We will analyze animal life-history data from AnAge. We will get the data from the download page, but it's compressed with zip so we need to unzip it and then we can read the data using pandas read_table function:

In [3]:
import urllib.request
import zipfile
In [5]:
fname = '../data/anage_dataset.zip'
urllib.request.urlretrieve('http://genomics.senescence.info/species/dataset.zip', fname)
In [6]:
with zipfile.ZipFile(fname) as z:
    f = z.open('anage_data.txt')
    data = pd.read_table(f) # lots of other pd.read_... functions
print(type(data))
print(data.shape)
<class 'pandas.core.frame.DataFrame'>
(4212, 31)

pandas holds data in DataFrame (similar to R).

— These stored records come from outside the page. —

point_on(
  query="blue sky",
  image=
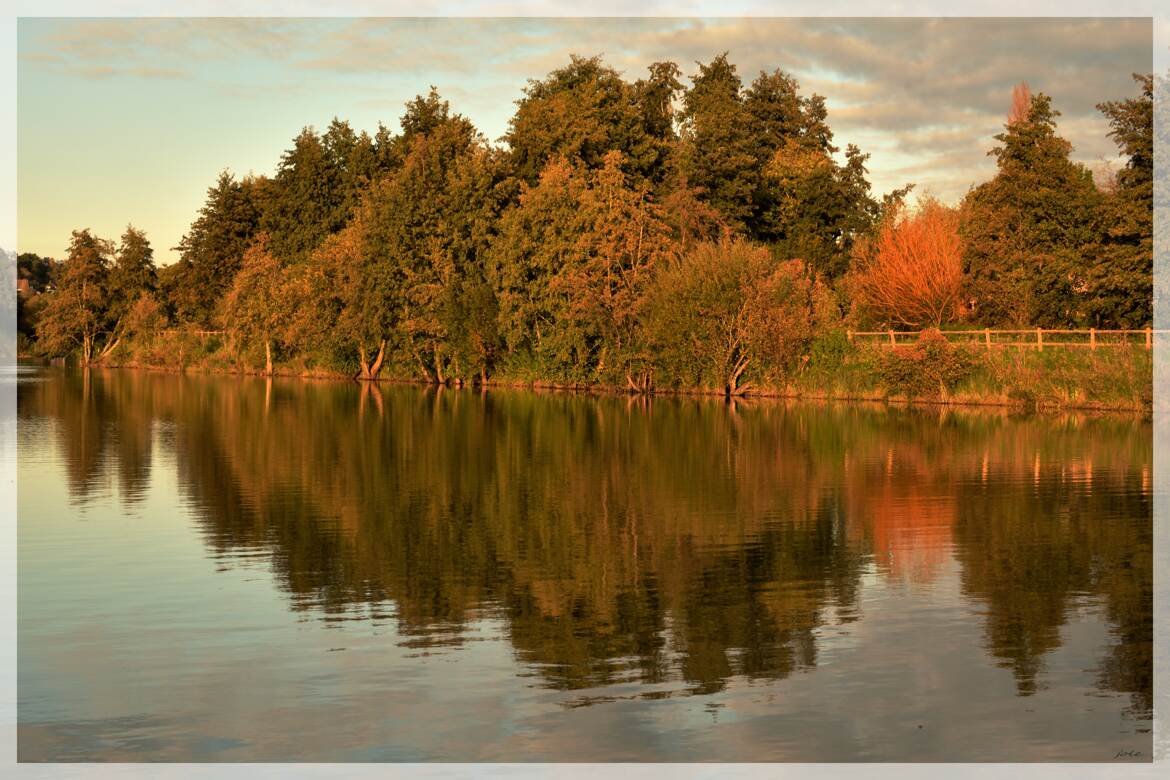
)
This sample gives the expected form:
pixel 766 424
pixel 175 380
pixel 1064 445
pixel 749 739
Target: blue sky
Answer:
pixel 128 121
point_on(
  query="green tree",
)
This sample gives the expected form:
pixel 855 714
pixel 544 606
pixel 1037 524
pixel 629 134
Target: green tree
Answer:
pixel 1031 230
pixel 717 150
pixel 585 110
pixel 256 306
pixel 1121 283
pixel 728 308
pixel 429 225
pixel 76 313
pixel 212 249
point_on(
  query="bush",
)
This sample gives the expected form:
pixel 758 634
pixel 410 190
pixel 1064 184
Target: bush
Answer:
pixel 728 315
pixel 933 366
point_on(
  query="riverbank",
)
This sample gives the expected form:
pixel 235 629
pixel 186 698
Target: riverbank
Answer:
pixel 1059 380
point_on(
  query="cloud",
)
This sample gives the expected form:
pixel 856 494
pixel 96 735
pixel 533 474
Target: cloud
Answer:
pixel 926 95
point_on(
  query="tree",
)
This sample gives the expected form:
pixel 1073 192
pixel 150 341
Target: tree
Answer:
pixel 717 150
pixel 1030 232
pixel 728 308
pixel 343 304
pixel 912 271
pixel 131 277
pixel 256 305
pixel 76 313
pixel 429 223
pixel 585 110
pixel 605 281
pixel 1121 283
pixel 316 188
pixel 212 249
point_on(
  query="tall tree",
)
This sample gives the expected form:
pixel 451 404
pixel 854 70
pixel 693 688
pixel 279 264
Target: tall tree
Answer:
pixel 1121 283
pixel 256 306
pixel 212 249
pixel 131 277
pixel 1030 230
pixel 584 110
pixel 76 315
pixel 717 150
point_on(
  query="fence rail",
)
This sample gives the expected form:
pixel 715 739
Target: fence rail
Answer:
pixel 1038 338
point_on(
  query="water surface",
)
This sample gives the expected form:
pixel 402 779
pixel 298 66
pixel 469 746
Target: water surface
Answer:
pixel 226 570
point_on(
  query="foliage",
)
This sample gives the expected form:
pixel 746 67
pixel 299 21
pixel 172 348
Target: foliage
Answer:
pixel 1121 282
pixel 912 271
pixel 633 233
pixel 210 254
pixel 725 308
pixel 255 306
pixel 585 110
pixel 1030 232
pixel 931 367
pixel 76 315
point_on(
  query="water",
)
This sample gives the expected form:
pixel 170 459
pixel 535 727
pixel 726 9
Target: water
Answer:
pixel 226 570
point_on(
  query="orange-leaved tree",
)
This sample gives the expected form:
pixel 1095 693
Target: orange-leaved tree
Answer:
pixel 910 273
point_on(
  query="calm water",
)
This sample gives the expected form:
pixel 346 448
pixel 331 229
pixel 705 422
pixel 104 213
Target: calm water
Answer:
pixel 213 568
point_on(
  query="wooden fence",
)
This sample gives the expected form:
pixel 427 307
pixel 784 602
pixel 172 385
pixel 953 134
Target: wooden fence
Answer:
pixel 1037 338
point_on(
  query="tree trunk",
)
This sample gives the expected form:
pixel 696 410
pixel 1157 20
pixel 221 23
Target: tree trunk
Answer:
pixel 733 386
pixel 108 349
pixel 376 368
pixel 363 364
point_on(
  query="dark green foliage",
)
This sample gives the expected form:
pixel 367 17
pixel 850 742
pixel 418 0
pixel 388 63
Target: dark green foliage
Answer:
pixel 1031 232
pixel 211 252
pixel 585 110
pixel 316 188
pixel 611 240
pixel 1121 282
pixel 36 270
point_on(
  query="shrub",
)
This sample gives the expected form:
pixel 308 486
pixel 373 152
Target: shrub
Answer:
pixel 933 366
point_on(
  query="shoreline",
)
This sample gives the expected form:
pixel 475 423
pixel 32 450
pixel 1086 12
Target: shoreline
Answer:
pixel 959 400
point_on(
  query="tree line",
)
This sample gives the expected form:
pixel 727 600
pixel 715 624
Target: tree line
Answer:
pixel 628 233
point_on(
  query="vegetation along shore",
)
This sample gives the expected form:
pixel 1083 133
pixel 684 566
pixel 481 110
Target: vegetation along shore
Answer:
pixel 642 236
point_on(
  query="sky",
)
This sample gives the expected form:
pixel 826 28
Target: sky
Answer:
pixel 129 121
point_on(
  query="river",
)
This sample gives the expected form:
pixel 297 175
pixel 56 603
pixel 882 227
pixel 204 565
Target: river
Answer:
pixel 214 568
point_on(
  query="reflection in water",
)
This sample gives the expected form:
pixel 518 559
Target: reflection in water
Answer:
pixel 630 542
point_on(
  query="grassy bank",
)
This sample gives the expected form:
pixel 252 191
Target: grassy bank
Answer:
pixel 1109 379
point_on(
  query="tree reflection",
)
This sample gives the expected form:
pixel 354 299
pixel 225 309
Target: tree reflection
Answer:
pixel 647 540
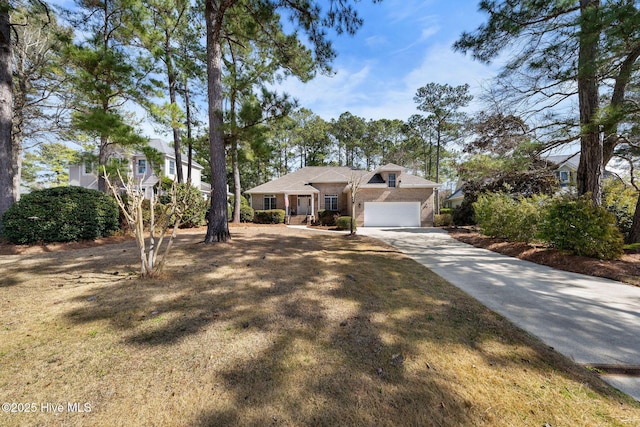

DataFrame have a single row per observation (in contrast to the previous exercise in which each table cell was one observation), and each column has a single variable. Variables can be numbers or strings.

In [7]:
data.head()
Out[7]:
HAGRID Kingdom Phylum Class Order Family Genus Species Common name Female maturity (days) ... Source Specimen origin Sample size Data quality IMR (per yr) MRDT (yrs) Metabolic rate (W) Body mass (g) Temperature (K) References
0 4 Animalia Arthropoda Insecta Diptera Drosophilidae Drosophila melanogaster Fruit fly 7.0 ... NaN captivity large acceptable 0.05 0.04 NaN NaN NaN 2,20,32,47,53,68,69,240,241,242,243,274,602,98...
1 5 Animalia Arthropoda Insecta Hymenoptera Apidae Apis mellifera Honey bee NaN ... 812 unknown medium acceptable NaN NaN NaN NaN NaN 63,407,408,741,805,806,808,812,815,828,830,831...
2 7 Animalia Arthropoda Insecta Hymenoptera Formicidae Lasius niger Black garden ant NaN ... 411 unknown medium acceptable NaN NaN NaN NaN NaN 411,813,814
3 8 Animalia Arthropoda Insecta Lepidoptera Nymphalidae Bicyclus anynana Squinting bush brown 15.0 ... 811 wild medium acceptable NaN NaN NaN NaN NaN 418,809,811
4 9 Animalia Arthropoda Malacostraca Decapoda Nephropidae Homarus americanus American lobster NaN ... 2 wild medium acceptable NaN NaN NaN NaN NaN 2,13,594

5 rows × 31 columns

DataFrame has many of the features of numpy.ndarray - it also has a shape and various statistical methods (max, mean etc.). However, DataFrame allows richer indexing. For example, let's browse our data for species that have body mass greater than 300 kg. First we will a new column that tells us if a row is a large animal row or not:

In [8]:
large_index = data['Body mass (g)'] > 300 * 1000 # 300 kg
large_index.head()
Out[8]:
0    False
1    False
2    False
3    False
4    False
Name: Body mass (g), dtype: bool

Now, we slice or data with this boolean index. The iterrows method let's us iterate over the rows of the data. For each row we get both the row as a Series object (similar to dict for our use) and the row number as an int.

In [9]:
large_data = data[large_index]
for i, row in large_data.iterrows(): 
    print(row['Common name'], row['Body mass (g)']/1000, 'kg')
Domestic cattle 347.0 kg
Dromedary 407.0 kg
Moose 325.0 kg
Asian elephant 3672.0 kg
West Indian manatee 450.0 kg

So... a Dromedary is a Camel.

Let's continue with small and medium animals. For starters, let's plot a scatter of Body mass vs. Metabolic rate. Because we work with pandas, we can do that with the plot method of DataFrame, specifying the columns for x and y and a plotting style (without the style we would get a line plot which makes no sense here).

In [10]:
%matplotlib inline
import matplotlib.pyplot as plt
In [14]:
data = data[data['Body mass (g)'] < 3e5] 
data.plot(x='Body mass (g)', y='Metabolic rate (W)', style='o')
plt.ylabel('Metabolic rate (W)')
plt.xlim(0, 200000);

From this plot it seems that 1) there is a correlation between body mass and metabolic rate, and 2) there are many small animals (less than 30 kg) and not many medium animals (between 50 and 300 kg).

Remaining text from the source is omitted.